The Wake Up packs quite a punch. The first track on How to Destroy Angels' debut album is also classic Trent Reznor: With its pounding bass, menacing synths, distorted vocals and sub-dubstep hook, it could have come off The Downward Spiral.
So it's a shame the rest of Welcome Oblivion can't live up to that promise. Previous EPs from Angels - fronted by Reznor's wife Mariqueen Maandig - showed plenty of style, like 90s-era Massive Attack fed through Reznor's industrial meat grinder.
Here, the focus is more on moody instrumentals: Keep It Together and The Loop Closes sound like offcuts from Nine Inch Nails' instrumental Ghosts sessions; On the Wing is five minutes of electro glitches that never really go anywhere, and Recursive Self-Improvement is a pointless interlude. And with its tortured vocals and warped guitars, the title track is simply an updated version of NIN's The Wretched for 2013.

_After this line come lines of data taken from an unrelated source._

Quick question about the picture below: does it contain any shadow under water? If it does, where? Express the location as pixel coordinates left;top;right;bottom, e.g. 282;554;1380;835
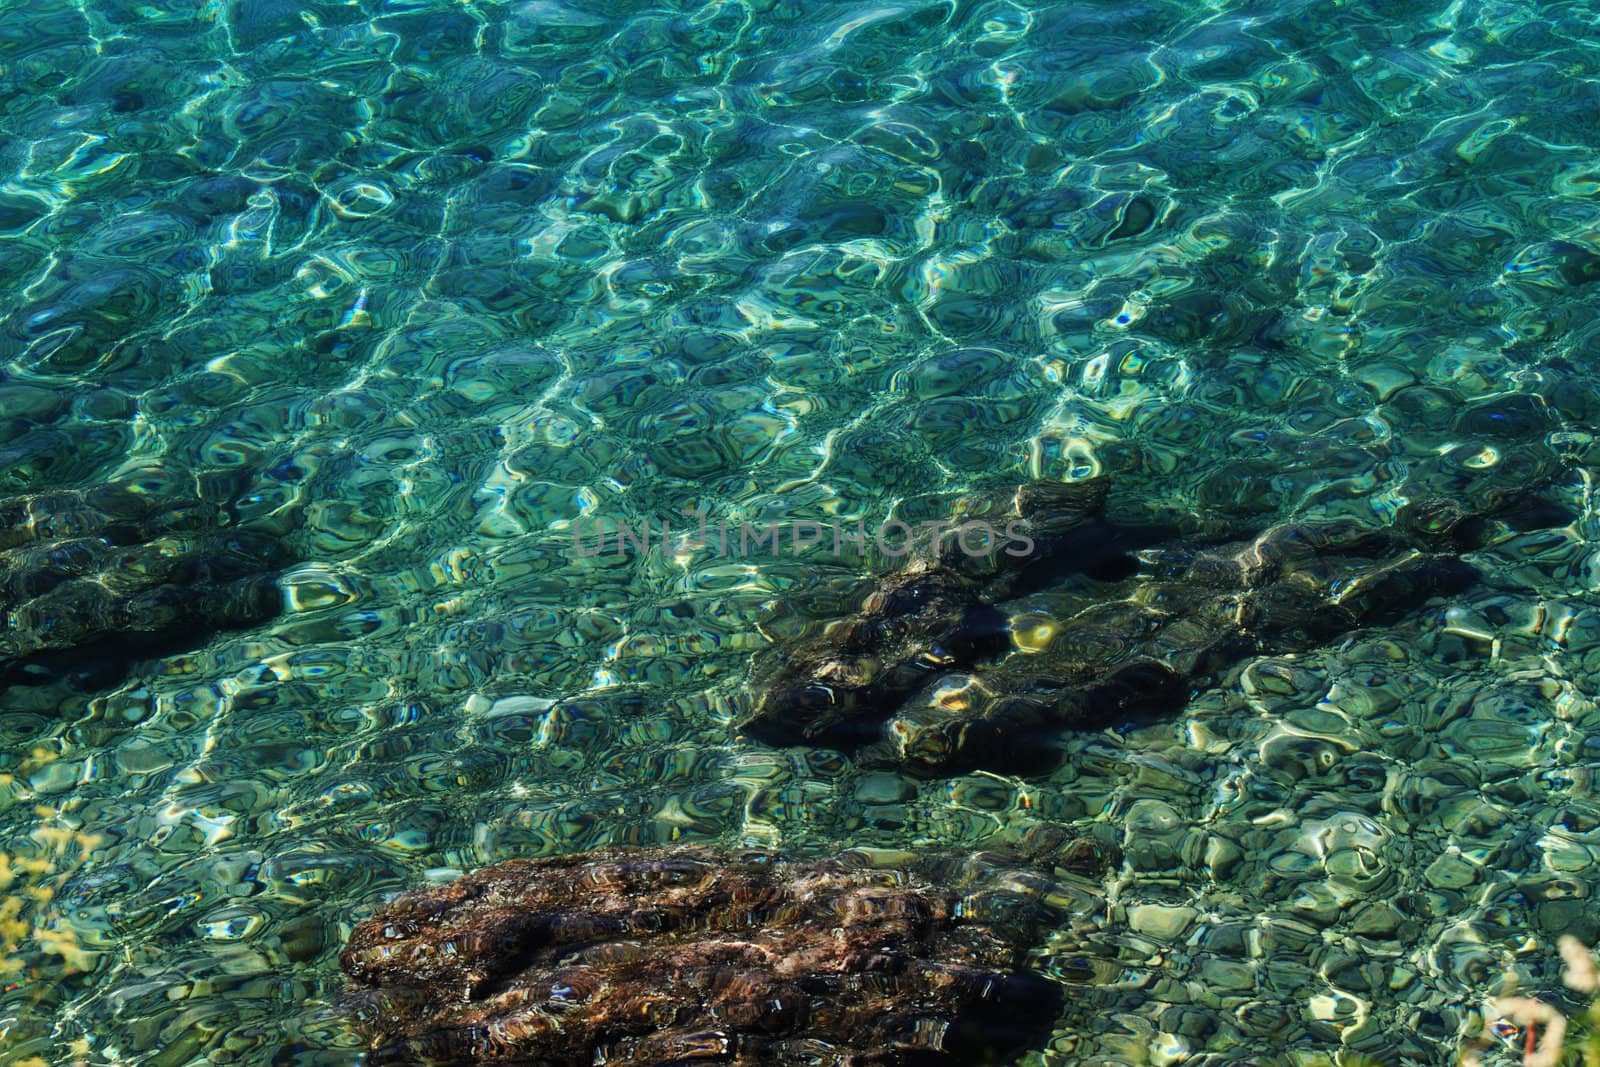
0;468;298;694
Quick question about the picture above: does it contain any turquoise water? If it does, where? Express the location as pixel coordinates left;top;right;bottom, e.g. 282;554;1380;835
3;0;1600;1062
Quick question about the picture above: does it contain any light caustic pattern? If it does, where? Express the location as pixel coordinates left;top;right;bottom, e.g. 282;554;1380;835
2;0;1600;1062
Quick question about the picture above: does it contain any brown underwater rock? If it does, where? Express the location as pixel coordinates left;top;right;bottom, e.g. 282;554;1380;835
340;838;1116;1065
740;477;1570;775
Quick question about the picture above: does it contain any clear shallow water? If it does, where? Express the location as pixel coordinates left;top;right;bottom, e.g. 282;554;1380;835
2;0;1600;1062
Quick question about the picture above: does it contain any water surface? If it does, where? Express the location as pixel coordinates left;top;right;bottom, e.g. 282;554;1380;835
2;0;1599;1063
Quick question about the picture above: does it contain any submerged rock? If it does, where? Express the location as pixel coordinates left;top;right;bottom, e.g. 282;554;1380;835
740;479;1148;752
740;477;1572;774
340;838;1116;1065
0;471;294;689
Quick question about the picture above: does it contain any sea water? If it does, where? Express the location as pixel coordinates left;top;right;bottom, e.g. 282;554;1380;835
2;0;1599;1063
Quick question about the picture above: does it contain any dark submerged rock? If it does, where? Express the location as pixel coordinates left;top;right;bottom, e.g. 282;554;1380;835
740;477;1151;751
340;840;1116;1066
743;562;1010;748
741;478;1572;775
0;471;294;690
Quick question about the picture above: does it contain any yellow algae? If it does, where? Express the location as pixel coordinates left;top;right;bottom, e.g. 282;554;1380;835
0;744;105;1007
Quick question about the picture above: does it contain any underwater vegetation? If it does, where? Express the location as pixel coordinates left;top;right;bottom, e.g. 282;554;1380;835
0;747;102;1066
1456;938;1600;1067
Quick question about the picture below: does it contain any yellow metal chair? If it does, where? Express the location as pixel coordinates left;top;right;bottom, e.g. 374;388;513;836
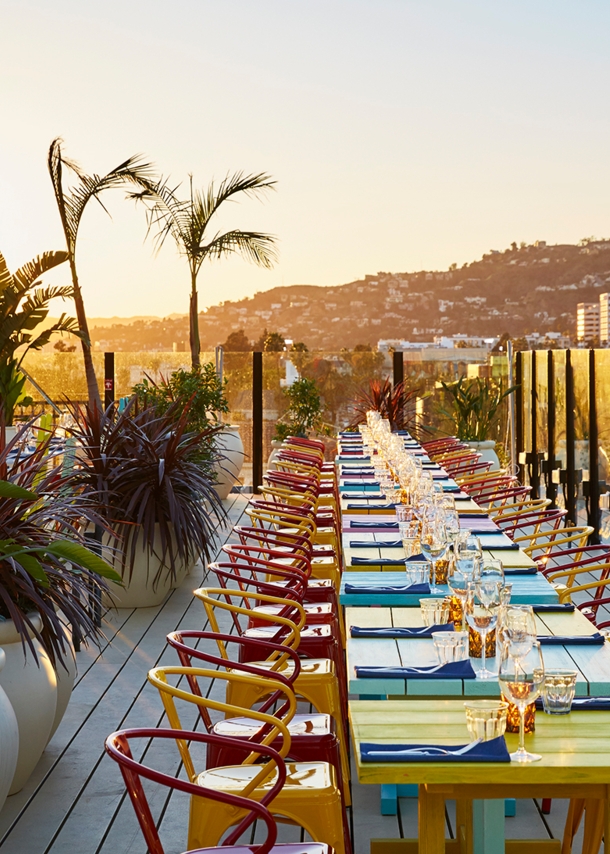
490;498;551;520
522;525;593;561
193;586;350;790
148;666;349;854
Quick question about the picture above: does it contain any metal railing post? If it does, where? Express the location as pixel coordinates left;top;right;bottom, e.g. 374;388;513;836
252;351;263;493
529;350;539;496
565;349;577;524
515;351;524;482
104;352;115;410
546;350;557;508
588;348;600;542
393;350;404;388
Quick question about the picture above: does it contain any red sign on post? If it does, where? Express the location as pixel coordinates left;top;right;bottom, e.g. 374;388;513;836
104;379;114;391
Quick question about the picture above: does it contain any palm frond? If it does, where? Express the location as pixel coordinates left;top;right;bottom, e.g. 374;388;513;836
13;251;69;292
18;315;82;357
0;252;14;295
199;229;278;270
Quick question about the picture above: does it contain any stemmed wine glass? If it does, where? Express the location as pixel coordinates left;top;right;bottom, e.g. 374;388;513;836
498;642;545;763
448;554;481;629
465;579;502;680
497;604;537;660
480;558;504;585
420;516;448;595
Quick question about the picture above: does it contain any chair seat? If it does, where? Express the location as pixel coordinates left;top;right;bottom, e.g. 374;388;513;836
233;658;334;677
253;602;333;618
213;713;332;739
184;845;332;854
245;624;334;641
196;760;336;794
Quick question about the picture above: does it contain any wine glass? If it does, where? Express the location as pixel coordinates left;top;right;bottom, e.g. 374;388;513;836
498;643;545;763
448;555;481;628
497;604;537;660
420;517;448;594
443;508;461;545
465;579;502;680
480;558;504;585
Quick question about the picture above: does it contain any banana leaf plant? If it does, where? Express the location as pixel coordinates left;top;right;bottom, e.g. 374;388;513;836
439;376;517;442
348;379;428;438
0;427;121;669
62;400;226;588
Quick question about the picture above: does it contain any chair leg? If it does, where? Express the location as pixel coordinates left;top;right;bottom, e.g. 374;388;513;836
562;798;586;854
541;798;552;814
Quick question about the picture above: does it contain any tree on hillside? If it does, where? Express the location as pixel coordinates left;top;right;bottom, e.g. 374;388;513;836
48;138;156;410
221;329;252;351
131;172;277;369
263;331;286;352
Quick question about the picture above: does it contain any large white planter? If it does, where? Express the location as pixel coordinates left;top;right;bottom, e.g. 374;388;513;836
0;649;19;812
465;440;500;469
213;424;245;499
267;439;284;469
0;614;58;795
103;527;196;608
47;630;77;744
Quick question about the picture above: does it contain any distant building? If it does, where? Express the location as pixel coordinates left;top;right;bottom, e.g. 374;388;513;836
600;293;610;343
577;302;600;342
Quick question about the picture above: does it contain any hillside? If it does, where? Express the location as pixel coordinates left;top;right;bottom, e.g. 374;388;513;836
90;238;610;351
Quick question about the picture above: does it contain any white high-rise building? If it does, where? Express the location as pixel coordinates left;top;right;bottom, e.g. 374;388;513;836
576;302;600;342
600;293;610;343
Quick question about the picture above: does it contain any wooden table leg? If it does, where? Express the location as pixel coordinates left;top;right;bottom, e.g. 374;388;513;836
418;786;446;854
455;798;473;854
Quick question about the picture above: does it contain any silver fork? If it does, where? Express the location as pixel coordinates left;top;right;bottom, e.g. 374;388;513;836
367;739;483;757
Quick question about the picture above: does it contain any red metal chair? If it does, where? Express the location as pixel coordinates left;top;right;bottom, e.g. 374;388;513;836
105;727;334;854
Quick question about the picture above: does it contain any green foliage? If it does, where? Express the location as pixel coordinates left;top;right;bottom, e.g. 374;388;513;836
0;249;76;424
348;378;427;437
439;376;517;441
222;329;252;351
263;331;286;352
274;377;330;441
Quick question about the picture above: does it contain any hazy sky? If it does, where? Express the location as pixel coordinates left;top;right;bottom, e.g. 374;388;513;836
1;0;609;318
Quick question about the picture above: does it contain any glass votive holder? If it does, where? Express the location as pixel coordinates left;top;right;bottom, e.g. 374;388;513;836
502;694;536;733
464;700;508;741
542;670;578;715
432;631;469;664
448;595;463;628
396;505;417;523
434;557;450;585
405;563;430;586
420;598;451;626
468;626;496;658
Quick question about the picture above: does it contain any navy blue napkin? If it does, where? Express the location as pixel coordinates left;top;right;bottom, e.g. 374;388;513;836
459;512;490;518
536;696;610;711
344;582;430;595
478;538;520;551
347;503;399;510
503;567;537;575
349;520;399;529
537;632;605;646
342;492;386;500
350;539;402;548
532;603;575;613
351;557;408;567
355;660;476;680
351;624;454;638
360;735;510;763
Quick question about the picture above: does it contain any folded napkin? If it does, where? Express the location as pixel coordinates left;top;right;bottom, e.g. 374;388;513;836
532;603;575;613
477;535;519;551
360;735;510;763
459;512;491;519
350;624;454;638
349;520;399;529
537;632;605;646
342;492;386;500
350;540;402;548
503;567;537;576
351;556;409;567
344;582;430;595
537;696;610;711
355;659;476;680
347;503;399;510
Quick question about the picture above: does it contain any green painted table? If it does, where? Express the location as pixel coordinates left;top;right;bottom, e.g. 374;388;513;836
350;699;610;854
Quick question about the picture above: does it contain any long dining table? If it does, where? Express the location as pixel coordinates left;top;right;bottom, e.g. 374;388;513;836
336;432;610;852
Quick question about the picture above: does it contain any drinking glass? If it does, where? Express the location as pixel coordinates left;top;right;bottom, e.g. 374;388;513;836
443;509;461;545
480;558;504;585
497;604;537;660
420;518;448;594
541;670;578;715
448;555;481;628
400;522;421;558
465;580;502;680
498;643;545;762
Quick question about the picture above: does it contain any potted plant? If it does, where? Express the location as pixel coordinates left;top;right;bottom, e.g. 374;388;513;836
439;376;517;467
0;249;80;439
0;430;120;794
347;378;427;438
271;377;333;460
133;363;244;499
64;400;225;607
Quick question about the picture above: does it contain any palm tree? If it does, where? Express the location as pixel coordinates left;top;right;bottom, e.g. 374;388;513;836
0;249;78;425
48;138;156;409
131;172;277;369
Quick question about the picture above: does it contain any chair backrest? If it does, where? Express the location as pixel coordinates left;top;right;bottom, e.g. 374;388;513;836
105;726;284;854
525;526;594;559
148;665;295;793
210;561;307;610
500;509;567;540
490;498;551;520
233;525;314;560
219;547;311;587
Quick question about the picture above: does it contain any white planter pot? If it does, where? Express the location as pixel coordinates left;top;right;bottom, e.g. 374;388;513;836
47;630;77;745
465;440;500;469
213;425;245;500
0;649;19;812
103;526;196;608
0;614;58;795
267;439;284;469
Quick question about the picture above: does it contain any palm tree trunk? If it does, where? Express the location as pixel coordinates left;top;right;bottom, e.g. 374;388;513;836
68;257;102;411
189;272;201;370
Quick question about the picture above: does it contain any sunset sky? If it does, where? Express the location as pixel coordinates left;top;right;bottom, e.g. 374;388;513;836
1;0;609;318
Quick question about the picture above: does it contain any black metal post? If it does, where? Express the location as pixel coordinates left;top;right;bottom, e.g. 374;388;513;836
252;351;263;494
565;349;577;525
104;352;115;410
515;351;524;482
546;350;557;508
393;350;404;388
588;349;600;542
529;350;539;496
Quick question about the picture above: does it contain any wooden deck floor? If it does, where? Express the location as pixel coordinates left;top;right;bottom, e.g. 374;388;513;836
0;493;599;853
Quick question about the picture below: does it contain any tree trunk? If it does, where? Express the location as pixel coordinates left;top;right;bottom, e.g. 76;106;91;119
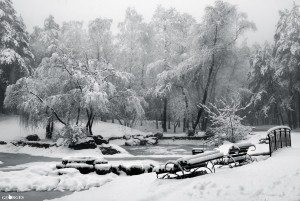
76;107;80;126
46;117;54;139
168;115;171;129
186;119;190;131
183;118;186;132
173;121;178;133
155;113;159;129
287;109;292;128
162;97;167;132
201;116;208;131
86;109;94;136
192;24;218;132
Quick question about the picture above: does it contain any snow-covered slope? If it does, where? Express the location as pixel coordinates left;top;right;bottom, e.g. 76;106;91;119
50;132;300;201
0;115;145;141
49;147;300;201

It's better when Angels stick to traditional song structures: Ice Age's plucked guitar hook and whispered vocals is perfect simplicity, the throbbing electronica of How Long? sounds like the best song SBTRKT never made, and The Loop Closes finds real fury.
The problem is, Reznor's been here before, and he's done it better - a point proved when, just a week before Welcome Oblivion was released, he announced the resurrection of Nine Inch Nails. Good idea.